The storm door squeaks open and double squeaks shut. The storm door squeaks open and double squeaks shut. The storm door squeaks open and double squeaks shut. The storm door squeaks open and double squeaks shut. The storm door squeaks open and double squeaks shut. The carpet cleaners are about to start.
Category: Writing
Daily Fifty-Two: Aug. 10, 2023
The Summer night chirps, chirps, buzzes and chirps. It’s not hot, but the air is as still as though it were. Some nights, we give ourselves permission to be quiet – to not carry on in the days winding arguments and worries. In doing so, we begin to listen, we begin to hear.
Daily Fifty-Two: Aug. 9, 2023
A busy mind in the early morning flits, jumps and swings wildly about: jobs, apartments, cleaning, purging, travel, finances, interviews, writing, not writing. In the dawning sky – no clouds and one bird. This should be the meditation, the clearness of the mind. For a moment it is. For a moment it is.
Daily Fifty-Two: Aug. 8, 2023
After the winds sweep away the smoke-colored clouds, the sky breaks open to light blue and vivid peach with gold on the horizon. Only the tops of the tallest trees shimmy and blink in this morning breeze. A note on a scrap of paper amidst the table’s clutter reads, “miles of desire.”
Daily Fifty-Two: Aug. 7, 2023
It’s early. The air in the house is still. The only noise is the hum of fluorescent lights and the soft whir of the computer fan. It’s early. It’s too quiet. I open the sliding door to hear the high-pitch whistle of the night – to give movement to the moment. It’s early.

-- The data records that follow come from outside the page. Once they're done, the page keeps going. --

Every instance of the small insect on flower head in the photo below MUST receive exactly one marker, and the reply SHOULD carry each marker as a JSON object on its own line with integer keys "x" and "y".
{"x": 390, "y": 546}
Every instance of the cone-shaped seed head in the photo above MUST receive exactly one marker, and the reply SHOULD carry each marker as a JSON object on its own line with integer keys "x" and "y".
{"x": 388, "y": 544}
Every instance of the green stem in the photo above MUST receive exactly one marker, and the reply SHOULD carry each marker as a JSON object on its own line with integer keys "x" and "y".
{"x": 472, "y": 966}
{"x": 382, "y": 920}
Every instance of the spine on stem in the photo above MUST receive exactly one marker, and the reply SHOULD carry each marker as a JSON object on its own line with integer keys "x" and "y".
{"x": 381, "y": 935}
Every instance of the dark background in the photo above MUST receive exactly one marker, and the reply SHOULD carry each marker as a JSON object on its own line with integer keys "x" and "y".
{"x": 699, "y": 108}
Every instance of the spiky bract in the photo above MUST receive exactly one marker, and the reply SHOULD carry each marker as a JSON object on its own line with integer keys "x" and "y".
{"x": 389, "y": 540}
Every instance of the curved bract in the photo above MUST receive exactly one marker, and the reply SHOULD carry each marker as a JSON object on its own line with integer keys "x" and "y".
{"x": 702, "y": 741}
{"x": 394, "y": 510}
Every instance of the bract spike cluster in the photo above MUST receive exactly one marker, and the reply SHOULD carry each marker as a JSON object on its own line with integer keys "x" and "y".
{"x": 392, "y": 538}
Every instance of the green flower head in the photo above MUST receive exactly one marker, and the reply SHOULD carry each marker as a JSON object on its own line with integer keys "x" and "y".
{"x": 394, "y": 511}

Daily Fifty-Two: Aug. 6, 2023
A soft breeze cools my face. The coffee steams in the morning sun. In a book of poems, I underline the lines: “It’s mornings most that I miss / the holding of hands.” I play with substitutes for the second line: the city buzz, fog on the lake, the butterfly’s lift, your smile.
Daily Fifty-Two: Aug. 5, 2023
Three candles glow. The night is slow. The phone blinks notifications in the dark. Tucked between melancholy lyrics about loss and waiting springs a song of hope. This wine pairs well with summer’s nighttime chirp. Fireflies dance at the rooftop’s edge. Tonight, I’m waiting on the moon. Tonight, I’m finding my redemption.
Daily Fifty-Two: Aug. 4, 2023
One bird in the morning dark, a Northern Cardinal sings alone. Soon, others wake and warble – joining the low-hum heartbeat chorus of crickets and katydids. In this slate blue light, a Gray Catbird bleats a long why. Are there birds in the city where I am going? Will they sound as sweet?
Daily Fifty-Two: Aug. 3, 2023
A heart with a hole in it. A T-Rex head. A rabbit running fast, ears pinned back. The cloud drifts, shifts. A rock. A hamster about to do a somersault. A Fudgsicle. The stick / tail disappears. A jellyfish. A fancy-tall glass mug of hot chocolate. A formal mouse about to bow. Gone.
Daily Fifty-Two: Aug. 2, 2023
The horizon blushes just above the tree line. The sun will be orange in today’s debut. The mug on the table filled with paint brushes reminds me to pack a box of art supplies: empty canvases, paints, a mug of markers, and a mug of brushes. To one day paint a sunrise.
Daily Fifty-Two: Aug. 1, 2023
Sun floods the view to the west, pouring through the open-air dining room. Men sit alone at the bar – spaced apart as though they were at urinals. They stare at their phones or at the TVs above. One stranger shares with another that in high school he banged the owner’s sister. Men.
Daily Fifty-Two: Jul. 31, 2023
The dishwasher I forgot to run last night sings its song: knock whoosh knock, knock whoosh knock. There’s a rhythm to the mechanical. One could walk, shake hips, sway and groove to this sanitizing beat. That is until it stops and gurgles, drains into the kitchen sink and then picks up again.